Multa de até US$ 99 por olhar o celular na faixa: onde a lei existe
Em Honolulu, a única justificativa aceita para olhar a tela na faixa é ligar para a emergência. No Brasil, a multa para pedestre existe desde 1997 e não é cobrada.
10 ago 2026 · 4 min de leitura
Honolulu, capital do Havaí, proíbe atravessar a rua olhando para o celular desde 25 de outubro de 2017. A multa começa em US$ 15 e chega a US$ 99 para quem reincide. A única exceção prevista é ligar para o número de emergência.
A regra vale para qualquer tela, não só para o telefone. Tablet, câmera digital e videogame portátil entram na mesma proibição. A cidade foi a primeira grande metrópole americana a aprovar uma lei desse tipo.
A multa sobe a cada reincidência no mesmo ano
O texto aprovado é direto: nenhum pedestre deve cruzar uma rua ou rodovia enquanto olha um dispositivo eletrônico móvel. A norma ficou conhecida como Distracted Walking Law e foi sancionada pelo prefeito Kirk Caldwell em julho de 2017.
A escala de punição é progressiva. A primeira autuação custa de US$ 15 a US$ 35. A segunda, dentro do mesmo ano, sobe para a faixa de US$ 35 a US$ 75. A terceira chega a US$ 99.
Socorristas em serviço estão liberados. A polícia local aplicou um período de três meses de advertência antes de começar a multar.
O argumento da prefeitura foi estatístico. Caldwell afirmou que a cidade tinha uma das maiores taxas de atropelamento em faixas de pedestres entre grandes cidades americanas, com peso especial sobre idosos.
Do Japão à Califórnia, regras que quase nunca multam
Fora de Honolulu, o padrão é outro: existe a norma, não existe a punição.
Yamato, cidade da província de Kanagawa, perto de Tóquio, foi a primeira do Japão a proibir caminhar em via pública usando o celular. A regra não prevê penalidade alguma — a aposta é na pressão social.
Uma cidade da Califórnia aprovou proibição semelhante, também sem meios práticos de aplicação. Em outros estados americanos, projetos parecidos foram apresentados e barrados.
O Japão avançou por outro caminho, e este tem dinheiro envolvido. Desde abril de 2026, ciclistas a partir de 16 anos podem ser multados por 113 tipos de infração. A mais cara da lista é justamente pedalar olhando o celular: ¥ 12 mil, algo próximo de R$ 450. Se o uso do aparelho causar acidente, o caso deixa de ser multa e vira crime.
A eficácia dessas leis é contestada.

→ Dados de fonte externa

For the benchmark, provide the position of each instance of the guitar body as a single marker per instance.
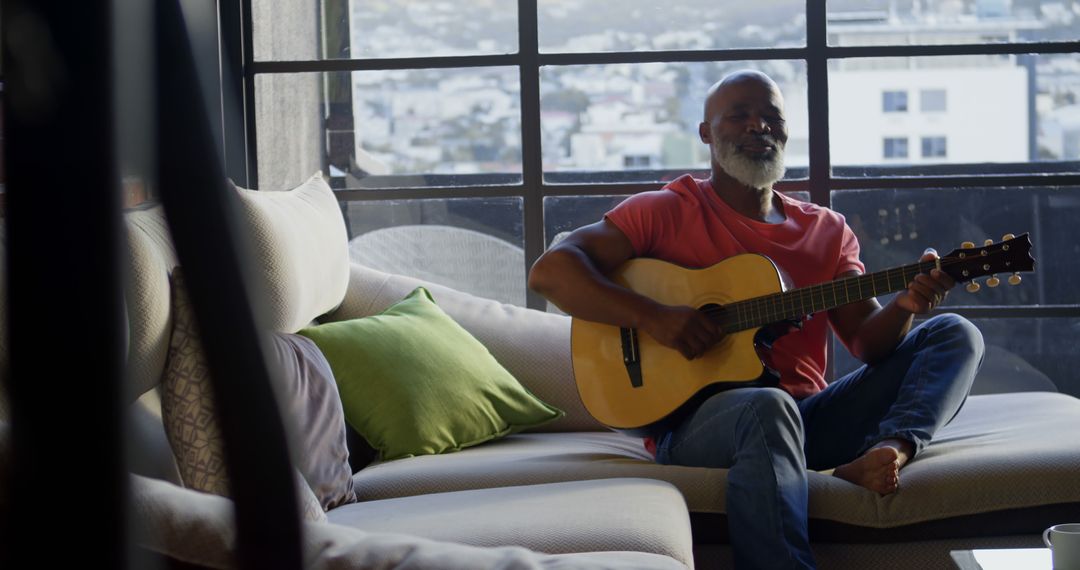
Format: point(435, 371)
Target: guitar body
point(633, 383)
point(667, 380)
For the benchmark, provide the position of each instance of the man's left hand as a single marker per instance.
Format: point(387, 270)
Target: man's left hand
point(927, 290)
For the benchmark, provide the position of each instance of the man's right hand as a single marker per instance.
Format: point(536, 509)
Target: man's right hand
point(683, 328)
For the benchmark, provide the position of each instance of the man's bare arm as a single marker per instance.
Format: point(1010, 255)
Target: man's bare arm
point(572, 274)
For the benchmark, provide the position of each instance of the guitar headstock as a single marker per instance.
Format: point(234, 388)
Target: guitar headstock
point(1011, 255)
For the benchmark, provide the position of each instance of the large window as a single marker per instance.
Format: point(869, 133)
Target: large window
point(511, 123)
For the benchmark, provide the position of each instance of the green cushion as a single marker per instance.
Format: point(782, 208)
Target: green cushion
point(415, 382)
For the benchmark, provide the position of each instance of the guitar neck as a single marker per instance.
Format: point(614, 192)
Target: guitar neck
point(796, 303)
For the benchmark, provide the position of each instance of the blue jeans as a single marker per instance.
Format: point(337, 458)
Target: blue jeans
point(767, 439)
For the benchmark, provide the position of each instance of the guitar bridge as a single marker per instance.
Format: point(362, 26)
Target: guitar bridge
point(632, 355)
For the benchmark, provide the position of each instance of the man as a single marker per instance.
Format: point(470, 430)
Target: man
point(867, 425)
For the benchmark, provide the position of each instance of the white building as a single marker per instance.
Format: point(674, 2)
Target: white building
point(929, 116)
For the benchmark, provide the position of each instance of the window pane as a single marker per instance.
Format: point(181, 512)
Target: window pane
point(392, 129)
point(895, 148)
point(638, 122)
point(894, 227)
point(894, 102)
point(1017, 110)
point(565, 214)
point(932, 100)
point(933, 147)
point(287, 29)
point(1022, 355)
point(917, 22)
point(475, 245)
point(650, 25)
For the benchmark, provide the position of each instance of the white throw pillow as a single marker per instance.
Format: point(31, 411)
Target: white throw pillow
point(300, 248)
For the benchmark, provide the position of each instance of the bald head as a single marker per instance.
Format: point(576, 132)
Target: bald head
point(745, 129)
point(739, 79)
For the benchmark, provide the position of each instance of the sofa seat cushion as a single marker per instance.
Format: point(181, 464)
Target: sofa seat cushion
point(200, 529)
point(555, 518)
point(1003, 453)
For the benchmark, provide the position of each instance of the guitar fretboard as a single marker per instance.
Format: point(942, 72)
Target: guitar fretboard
point(796, 303)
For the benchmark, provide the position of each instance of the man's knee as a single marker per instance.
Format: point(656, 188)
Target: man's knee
point(777, 410)
point(958, 330)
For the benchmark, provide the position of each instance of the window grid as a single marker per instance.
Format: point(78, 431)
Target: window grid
point(817, 54)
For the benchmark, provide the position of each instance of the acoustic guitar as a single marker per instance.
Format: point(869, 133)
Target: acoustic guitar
point(632, 383)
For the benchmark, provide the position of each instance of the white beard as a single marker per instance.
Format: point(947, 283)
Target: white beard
point(753, 173)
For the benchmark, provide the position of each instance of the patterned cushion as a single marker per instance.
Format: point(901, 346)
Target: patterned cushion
point(187, 409)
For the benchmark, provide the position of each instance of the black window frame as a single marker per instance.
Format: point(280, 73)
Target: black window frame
point(896, 144)
point(819, 179)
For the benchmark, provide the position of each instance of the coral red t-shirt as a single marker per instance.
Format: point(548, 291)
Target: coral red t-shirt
point(687, 224)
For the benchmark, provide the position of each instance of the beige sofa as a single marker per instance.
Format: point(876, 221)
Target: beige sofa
point(1000, 473)
point(301, 258)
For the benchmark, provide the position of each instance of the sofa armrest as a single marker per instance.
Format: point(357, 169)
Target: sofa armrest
point(532, 345)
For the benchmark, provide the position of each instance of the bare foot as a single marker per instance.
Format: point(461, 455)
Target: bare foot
point(878, 470)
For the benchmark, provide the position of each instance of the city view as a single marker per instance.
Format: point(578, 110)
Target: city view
point(644, 117)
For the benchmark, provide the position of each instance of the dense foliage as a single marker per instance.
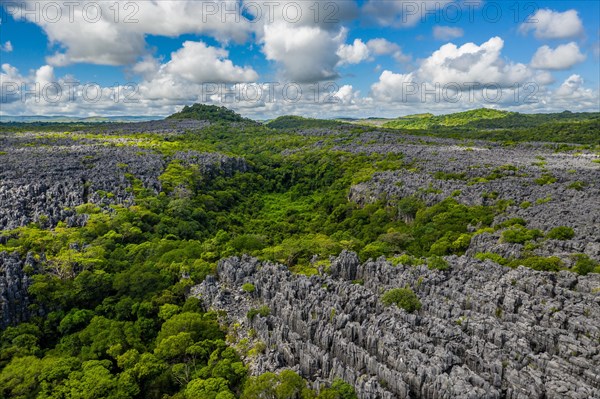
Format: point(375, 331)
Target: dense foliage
point(112, 317)
point(210, 113)
point(488, 124)
point(299, 122)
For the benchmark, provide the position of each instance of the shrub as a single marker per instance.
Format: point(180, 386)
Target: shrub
point(577, 185)
point(513, 222)
point(437, 263)
point(561, 233)
point(404, 298)
point(519, 234)
point(263, 311)
point(525, 204)
point(249, 288)
point(584, 265)
point(546, 178)
point(491, 256)
point(551, 264)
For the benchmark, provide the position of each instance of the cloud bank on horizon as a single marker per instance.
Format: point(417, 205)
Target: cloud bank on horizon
point(325, 58)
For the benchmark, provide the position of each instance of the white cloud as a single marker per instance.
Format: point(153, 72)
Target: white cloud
point(560, 58)
point(353, 53)
point(304, 53)
point(447, 32)
point(392, 86)
point(403, 13)
point(382, 46)
point(119, 39)
point(347, 95)
point(472, 63)
point(7, 47)
point(199, 63)
point(549, 24)
point(572, 88)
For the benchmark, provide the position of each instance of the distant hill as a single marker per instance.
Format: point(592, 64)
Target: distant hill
point(424, 121)
point(71, 119)
point(299, 122)
point(210, 113)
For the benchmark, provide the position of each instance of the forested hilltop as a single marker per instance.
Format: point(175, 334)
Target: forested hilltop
point(210, 256)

Críticos apontam que a fiscalização depende do critério de cada policial e que a responsabilidade pela segurança acaba deslocada do desenho das ruas e do comportamento dos motoristas para quem anda a pé.
No Brasil, a multa para pedestre existe e não é cobrada
O caso brasileiro é peculiar. O artigo 254 do Código de Trânsito Brasileiro, de 1997, lista seis condutas proibidas ao pedestre, como andar na pista de rolamento e atravessar fora da faixa. Nenhuma delas menciona celular.

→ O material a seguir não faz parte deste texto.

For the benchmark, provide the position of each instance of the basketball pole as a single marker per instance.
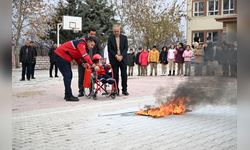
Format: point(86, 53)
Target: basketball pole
point(59, 25)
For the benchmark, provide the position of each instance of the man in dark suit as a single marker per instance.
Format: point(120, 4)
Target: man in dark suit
point(117, 50)
point(26, 56)
point(95, 50)
point(33, 64)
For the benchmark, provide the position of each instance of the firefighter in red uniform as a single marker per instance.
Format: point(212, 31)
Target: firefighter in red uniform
point(77, 50)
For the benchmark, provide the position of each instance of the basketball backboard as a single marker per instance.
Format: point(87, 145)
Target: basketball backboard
point(72, 23)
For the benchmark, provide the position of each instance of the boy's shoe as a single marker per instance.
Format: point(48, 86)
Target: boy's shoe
point(71, 98)
point(81, 94)
point(125, 93)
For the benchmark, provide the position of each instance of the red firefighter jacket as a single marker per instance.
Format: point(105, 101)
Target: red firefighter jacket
point(75, 49)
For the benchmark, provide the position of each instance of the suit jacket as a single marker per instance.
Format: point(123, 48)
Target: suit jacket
point(97, 49)
point(112, 49)
point(25, 57)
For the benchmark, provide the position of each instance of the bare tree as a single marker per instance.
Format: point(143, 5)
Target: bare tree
point(29, 19)
point(151, 22)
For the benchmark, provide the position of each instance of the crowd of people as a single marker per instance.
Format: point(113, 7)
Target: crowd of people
point(27, 57)
point(175, 59)
point(178, 59)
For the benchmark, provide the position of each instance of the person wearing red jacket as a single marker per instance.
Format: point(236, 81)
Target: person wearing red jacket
point(77, 50)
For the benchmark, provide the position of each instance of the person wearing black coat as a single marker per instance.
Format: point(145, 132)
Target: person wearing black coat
point(131, 62)
point(52, 61)
point(137, 61)
point(33, 64)
point(117, 51)
point(164, 60)
point(26, 57)
point(97, 49)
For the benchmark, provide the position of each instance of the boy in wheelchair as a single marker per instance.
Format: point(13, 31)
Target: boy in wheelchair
point(104, 76)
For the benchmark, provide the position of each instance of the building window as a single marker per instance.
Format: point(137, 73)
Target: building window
point(213, 7)
point(200, 35)
point(214, 36)
point(228, 6)
point(198, 8)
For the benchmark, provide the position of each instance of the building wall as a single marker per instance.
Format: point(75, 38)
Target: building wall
point(231, 28)
point(205, 23)
point(201, 24)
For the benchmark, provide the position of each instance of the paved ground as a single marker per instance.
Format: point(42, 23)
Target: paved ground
point(43, 120)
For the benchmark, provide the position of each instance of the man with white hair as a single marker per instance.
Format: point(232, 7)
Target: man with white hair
point(117, 51)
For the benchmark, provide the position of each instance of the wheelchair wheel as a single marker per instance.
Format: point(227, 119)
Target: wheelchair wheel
point(113, 96)
point(94, 96)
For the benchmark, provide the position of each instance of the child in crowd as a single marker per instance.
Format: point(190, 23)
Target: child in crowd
point(179, 59)
point(164, 60)
point(143, 60)
point(171, 59)
point(187, 55)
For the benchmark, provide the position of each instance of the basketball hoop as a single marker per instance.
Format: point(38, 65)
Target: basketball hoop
point(76, 30)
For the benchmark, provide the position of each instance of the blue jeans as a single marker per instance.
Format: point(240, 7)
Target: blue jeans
point(65, 68)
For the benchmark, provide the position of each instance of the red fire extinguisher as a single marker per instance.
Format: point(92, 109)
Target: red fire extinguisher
point(87, 78)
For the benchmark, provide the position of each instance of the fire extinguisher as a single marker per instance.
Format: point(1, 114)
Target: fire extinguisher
point(87, 78)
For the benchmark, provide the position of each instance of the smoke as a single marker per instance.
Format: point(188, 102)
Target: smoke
point(202, 91)
point(218, 83)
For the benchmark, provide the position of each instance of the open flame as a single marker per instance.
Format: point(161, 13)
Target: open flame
point(175, 106)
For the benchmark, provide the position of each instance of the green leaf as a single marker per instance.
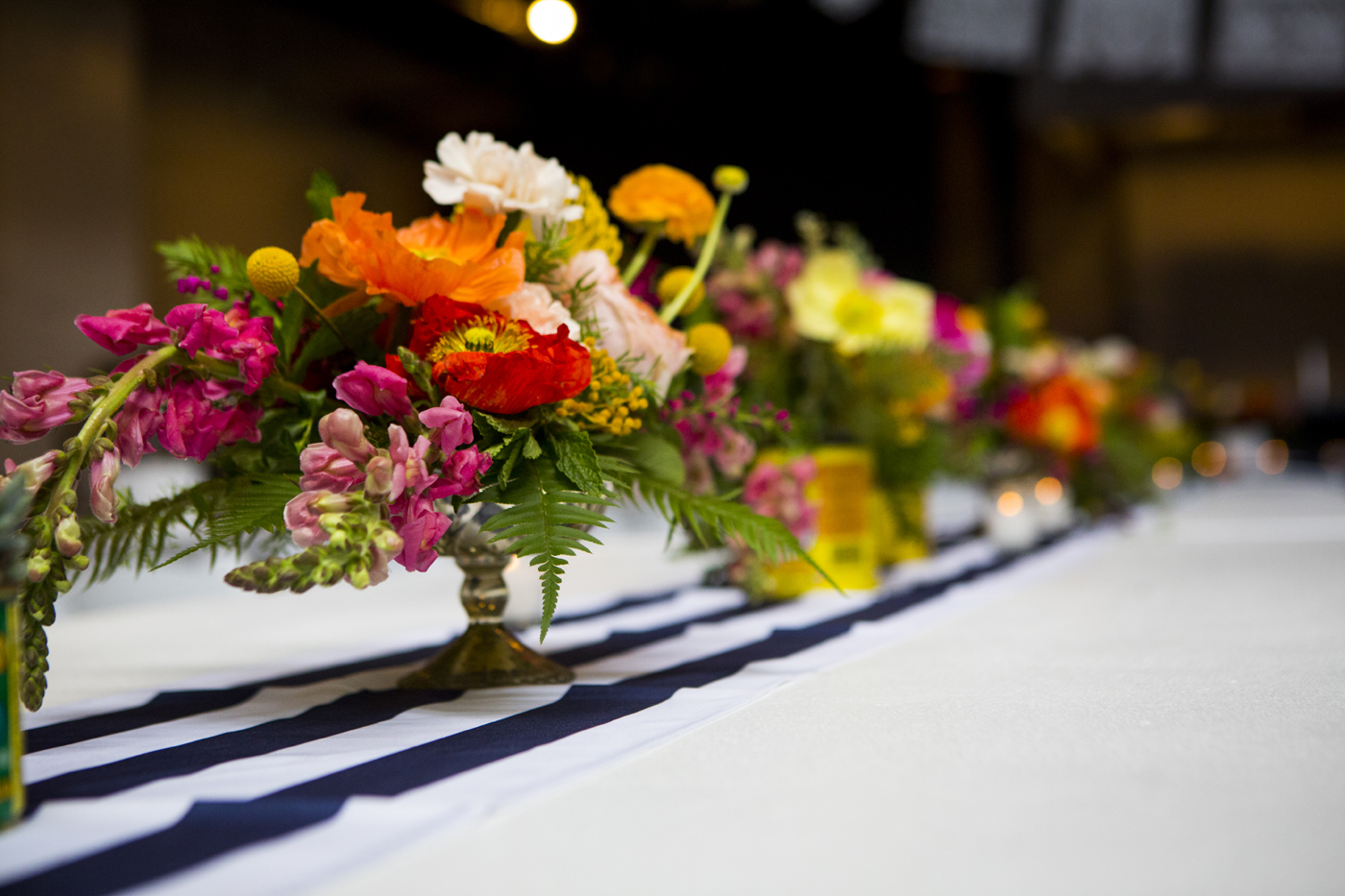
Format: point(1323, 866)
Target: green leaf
point(320, 193)
point(575, 458)
point(544, 523)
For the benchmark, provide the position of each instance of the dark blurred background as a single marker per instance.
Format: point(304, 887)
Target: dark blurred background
point(1169, 170)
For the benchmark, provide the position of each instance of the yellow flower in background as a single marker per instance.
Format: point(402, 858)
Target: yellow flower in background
point(834, 301)
point(595, 230)
point(656, 194)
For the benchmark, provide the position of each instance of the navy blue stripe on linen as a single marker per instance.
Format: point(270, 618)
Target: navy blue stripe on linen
point(171, 705)
point(211, 829)
point(326, 720)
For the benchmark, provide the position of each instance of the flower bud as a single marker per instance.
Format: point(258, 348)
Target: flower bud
point(67, 537)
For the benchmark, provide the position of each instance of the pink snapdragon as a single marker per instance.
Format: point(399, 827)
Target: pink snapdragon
point(103, 494)
point(450, 424)
point(123, 329)
point(777, 490)
point(460, 472)
point(374, 390)
point(410, 475)
point(420, 526)
point(37, 402)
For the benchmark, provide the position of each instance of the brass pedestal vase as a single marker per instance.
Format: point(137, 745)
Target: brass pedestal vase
point(487, 654)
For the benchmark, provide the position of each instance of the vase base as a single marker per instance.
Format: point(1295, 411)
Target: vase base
point(486, 655)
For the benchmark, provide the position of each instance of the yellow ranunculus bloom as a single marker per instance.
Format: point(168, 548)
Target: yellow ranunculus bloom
point(833, 301)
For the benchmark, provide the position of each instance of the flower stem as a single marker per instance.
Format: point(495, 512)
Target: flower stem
point(642, 254)
point(110, 405)
point(702, 264)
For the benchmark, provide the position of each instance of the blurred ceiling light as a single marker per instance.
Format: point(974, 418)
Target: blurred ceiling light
point(1273, 456)
point(1210, 459)
point(1009, 503)
point(1048, 492)
point(551, 20)
point(1167, 472)
point(506, 16)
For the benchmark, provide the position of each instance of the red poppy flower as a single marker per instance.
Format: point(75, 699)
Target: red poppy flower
point(1058, 415)
point(497, 363)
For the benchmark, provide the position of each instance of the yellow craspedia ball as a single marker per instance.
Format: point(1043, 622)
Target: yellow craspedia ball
point(672, 282)
point(273, 272)
point(710, 346)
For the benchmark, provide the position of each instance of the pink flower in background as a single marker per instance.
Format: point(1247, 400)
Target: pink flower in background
point(37, 403)
point(302, 519)
point(420, 526)
point(327, 470)
point(123, 329)
point(460, 472)
point(450, 424)
point(374, 390)
point(777, 492)
point(137, 420)
point(201, 327)
point(103, 494)
point(345, 430)
point(410, 475)
point(36, 472)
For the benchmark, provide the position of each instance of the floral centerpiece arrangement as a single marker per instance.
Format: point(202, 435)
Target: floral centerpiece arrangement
point(860, 356)
point(354, 399)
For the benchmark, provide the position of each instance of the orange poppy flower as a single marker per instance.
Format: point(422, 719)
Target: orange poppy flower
point(430, 257)
point(663, 193)
point(1059, 415)
point(494, 362)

A punição prevista é multa de 50% do valor de uma infração leve, o que dá R$ 44,19.
Só que ela nunca saiu do papel. O código vincula toda multa ao registro de um veículo, e não ao CPF de uma pessoa. Sem esse mecanismo, não há como autuar quem anda a pé.

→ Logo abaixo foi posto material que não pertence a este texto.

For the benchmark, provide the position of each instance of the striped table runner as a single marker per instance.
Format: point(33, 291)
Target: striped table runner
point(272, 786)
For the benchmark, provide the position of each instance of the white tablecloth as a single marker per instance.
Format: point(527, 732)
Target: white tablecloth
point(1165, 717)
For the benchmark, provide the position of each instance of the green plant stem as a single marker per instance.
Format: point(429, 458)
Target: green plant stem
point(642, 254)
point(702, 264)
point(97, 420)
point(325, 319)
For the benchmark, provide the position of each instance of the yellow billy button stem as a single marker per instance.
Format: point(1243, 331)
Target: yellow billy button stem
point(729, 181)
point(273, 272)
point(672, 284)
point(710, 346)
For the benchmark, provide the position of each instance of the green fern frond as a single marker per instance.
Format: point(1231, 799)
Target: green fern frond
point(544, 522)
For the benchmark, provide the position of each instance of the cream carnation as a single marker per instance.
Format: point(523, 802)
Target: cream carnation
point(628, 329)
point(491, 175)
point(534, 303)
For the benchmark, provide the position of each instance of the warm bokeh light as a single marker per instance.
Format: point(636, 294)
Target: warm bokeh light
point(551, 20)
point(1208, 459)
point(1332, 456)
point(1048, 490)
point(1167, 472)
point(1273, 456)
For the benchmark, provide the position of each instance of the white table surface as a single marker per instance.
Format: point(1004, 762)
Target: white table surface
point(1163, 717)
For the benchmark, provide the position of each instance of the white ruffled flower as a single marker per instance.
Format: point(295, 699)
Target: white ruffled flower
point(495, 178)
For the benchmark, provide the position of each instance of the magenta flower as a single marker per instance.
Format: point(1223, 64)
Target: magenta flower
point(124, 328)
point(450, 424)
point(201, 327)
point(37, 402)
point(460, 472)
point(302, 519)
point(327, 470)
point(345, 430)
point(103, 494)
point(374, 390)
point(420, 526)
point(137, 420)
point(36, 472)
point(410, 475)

O Contran chegou a regulamentar o assunto por resolução, com vigência prevista para abril de 2018, depois adiada para março de 2019. A cobrança segue sem funcionar.
Você pode resolver isso sem depender de lei nenhuma. No Android, o aplicativo Bem-Estar Digital tem um recurso chamado Heads Up, que detecta quando você está caminhando com o aparelho na mão e exibe um aviso na tela pedindo que você olhe para frente.
Vá em Configurações, procure por Bem-Estar Digital e controles parentais e veja se a opção aparece no seu modelo. No iPhone não há função equivalente nativa, mas dá para criar um atalho de foco que silencia notificações em deslocamento.
A medida mais simples continua sendo a mais eficiente: guardar o aparelho no bolso antes de descer do meio-fio. Atravessar uma rua larga leva poucos segundos, e nenhuma notificação some nesse intervalo.